Battling The Pervasiveness of Visual Cliches – Jean Depara’s Images of Kinshasa in 1950s-1970s

What is the first image your mind conjures up when thinking of sub-Sahara Africa? It can go two ways really. You are either dreaming up a picture of children starving and gruesome war atrocities, or of noble tribesmen posing against a backdrop of astonishingly beautiful nature reserves. Pervasive images, yet revealing only a small, static and limited view on sub-Sahara Africa. From my anthropology training I know that there is much, much more to the continent than these images. I have friends who researched, worked and travelled in sub-Sahara Africa. I have seen images by excellent African photographers such as Malick Sidibe, Seydou Keita, Samuel Fosso, Guy Tillim, Mikhael Subotzky, Pieter Hugo, David Goldblatt, Hasan & Hussein, Jodi Bieber, Jo Ractcliffe, and Nontsikelelo Veleko. Interesting photographers, and diverse in what they depict and how. And yet, knowing all this at the back of my mind, when thinking of sub-Sahara Africa the cliches spring to mind first.

The causes are obvious. All too often traditional media outlets, western photographers and NGOs are equally culpable in continuing this visual narrative as was excellently pointed out by Max Houghton:

“While the media are a sitting target for criticism, accused frequently – and rightfully – of oversimplification, reinforcing stereotypes, and generally held to be responsible for misrepresentation of “the other”, the fact is that an enormous amount of images that appear in the press, in newspaper features and magazines in particular […] were commissioned, or at least facilitated, in the first instance by NGOs.” ¹

Galleries, museums, and other related photography institutions have only woken up recently to the photographic wealth coming from these parts of the world. Not only is it important for these institutions to pay attention to up and coming African photographers, showing a contemporary Africa differing vastly from the cliches mentioned above, but also to fill the photographic gap in African history. The small exhibition currently at the Maison Revue Noire in Paris tries to do exactly that. On show is the work by Jean Depara, who photographed Kinshasa and its inhabitants between 1950 – 1975.

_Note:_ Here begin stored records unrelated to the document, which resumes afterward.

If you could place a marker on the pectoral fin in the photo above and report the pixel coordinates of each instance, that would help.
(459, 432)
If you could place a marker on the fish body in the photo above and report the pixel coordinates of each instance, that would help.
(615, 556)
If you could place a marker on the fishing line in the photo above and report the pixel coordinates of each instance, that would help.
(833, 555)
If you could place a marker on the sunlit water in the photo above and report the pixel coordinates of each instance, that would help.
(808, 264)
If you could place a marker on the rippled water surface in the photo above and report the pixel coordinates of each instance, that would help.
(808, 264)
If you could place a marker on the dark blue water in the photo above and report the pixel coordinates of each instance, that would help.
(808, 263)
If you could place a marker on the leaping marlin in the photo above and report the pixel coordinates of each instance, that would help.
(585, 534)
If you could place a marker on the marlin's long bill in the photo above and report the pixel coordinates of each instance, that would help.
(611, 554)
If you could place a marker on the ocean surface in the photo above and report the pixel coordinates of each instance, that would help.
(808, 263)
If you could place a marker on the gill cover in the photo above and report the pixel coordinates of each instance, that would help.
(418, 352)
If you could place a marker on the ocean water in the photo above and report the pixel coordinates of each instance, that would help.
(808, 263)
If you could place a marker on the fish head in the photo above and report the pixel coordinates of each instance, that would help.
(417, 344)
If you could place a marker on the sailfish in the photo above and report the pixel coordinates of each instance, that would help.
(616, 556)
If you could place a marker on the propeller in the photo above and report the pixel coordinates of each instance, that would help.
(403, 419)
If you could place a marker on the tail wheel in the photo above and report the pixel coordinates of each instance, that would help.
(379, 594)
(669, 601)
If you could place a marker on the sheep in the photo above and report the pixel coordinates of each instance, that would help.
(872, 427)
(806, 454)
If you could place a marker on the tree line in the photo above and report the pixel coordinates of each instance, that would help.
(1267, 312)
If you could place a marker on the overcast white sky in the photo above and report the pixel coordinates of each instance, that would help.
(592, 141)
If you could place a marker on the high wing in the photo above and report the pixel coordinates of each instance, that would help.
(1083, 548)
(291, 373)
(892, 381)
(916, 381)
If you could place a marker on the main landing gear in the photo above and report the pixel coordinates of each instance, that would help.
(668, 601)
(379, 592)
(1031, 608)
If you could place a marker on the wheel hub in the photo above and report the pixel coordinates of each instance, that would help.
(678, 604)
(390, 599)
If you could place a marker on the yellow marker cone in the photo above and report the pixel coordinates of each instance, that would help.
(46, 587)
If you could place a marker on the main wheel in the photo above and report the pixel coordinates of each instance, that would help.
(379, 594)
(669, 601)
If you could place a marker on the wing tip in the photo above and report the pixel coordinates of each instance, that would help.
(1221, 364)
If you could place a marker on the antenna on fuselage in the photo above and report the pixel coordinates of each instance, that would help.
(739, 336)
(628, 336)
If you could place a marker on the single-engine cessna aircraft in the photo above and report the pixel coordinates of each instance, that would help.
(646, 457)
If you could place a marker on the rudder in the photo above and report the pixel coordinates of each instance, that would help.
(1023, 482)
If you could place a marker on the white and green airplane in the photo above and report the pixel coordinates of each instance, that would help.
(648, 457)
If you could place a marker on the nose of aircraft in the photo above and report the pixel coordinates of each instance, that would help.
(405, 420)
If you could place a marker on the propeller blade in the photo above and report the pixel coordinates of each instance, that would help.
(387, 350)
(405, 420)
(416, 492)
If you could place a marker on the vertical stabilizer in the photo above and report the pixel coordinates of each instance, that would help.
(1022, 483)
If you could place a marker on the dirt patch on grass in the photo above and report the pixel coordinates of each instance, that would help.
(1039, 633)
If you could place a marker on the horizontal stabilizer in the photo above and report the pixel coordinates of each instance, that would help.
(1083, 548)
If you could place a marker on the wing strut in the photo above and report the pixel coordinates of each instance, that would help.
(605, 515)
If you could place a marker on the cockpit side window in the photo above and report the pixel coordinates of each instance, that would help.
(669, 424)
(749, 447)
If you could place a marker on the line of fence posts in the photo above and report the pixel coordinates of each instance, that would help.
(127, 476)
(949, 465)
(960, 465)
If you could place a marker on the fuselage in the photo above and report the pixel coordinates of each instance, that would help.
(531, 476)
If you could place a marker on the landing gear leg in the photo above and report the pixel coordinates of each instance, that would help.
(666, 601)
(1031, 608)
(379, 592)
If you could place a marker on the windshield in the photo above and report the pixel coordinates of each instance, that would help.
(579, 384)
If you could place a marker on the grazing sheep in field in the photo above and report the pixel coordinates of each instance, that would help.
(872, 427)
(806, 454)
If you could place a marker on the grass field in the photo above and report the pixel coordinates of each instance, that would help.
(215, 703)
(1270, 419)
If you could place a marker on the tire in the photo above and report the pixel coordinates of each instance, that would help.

Not only is Depara an excellent photographer adept at combining the qualities of street and portrait photography in his work, his images show an exciting and optimistic Kinshasa. We see people going out for drinks in bars, going out dancing in nightclubs. We see musicians playing in bands. We see athletes lounging at swimming pools without a care in the world. We see sportsmen working out, and adolescents dating and driving cars. Often enough the people portrayed followed similar whims of fashion as in the western world during those years. At first sight, the photographs could have been taken anywhere. But they were taken in Kinshasa, capital of the Democratic Republic of the Congo, a country more known in recent history for its brutal civil war. Hopefully this lovely exhibition, and future dissemination of similar pictures will help to dispel the visual cliches, and help to build a more nuanced and detailed view of the continent.

¹ Ei8ht Photojournalism, 2005, Vol. 4. Nr. 3. Pp. 34-37.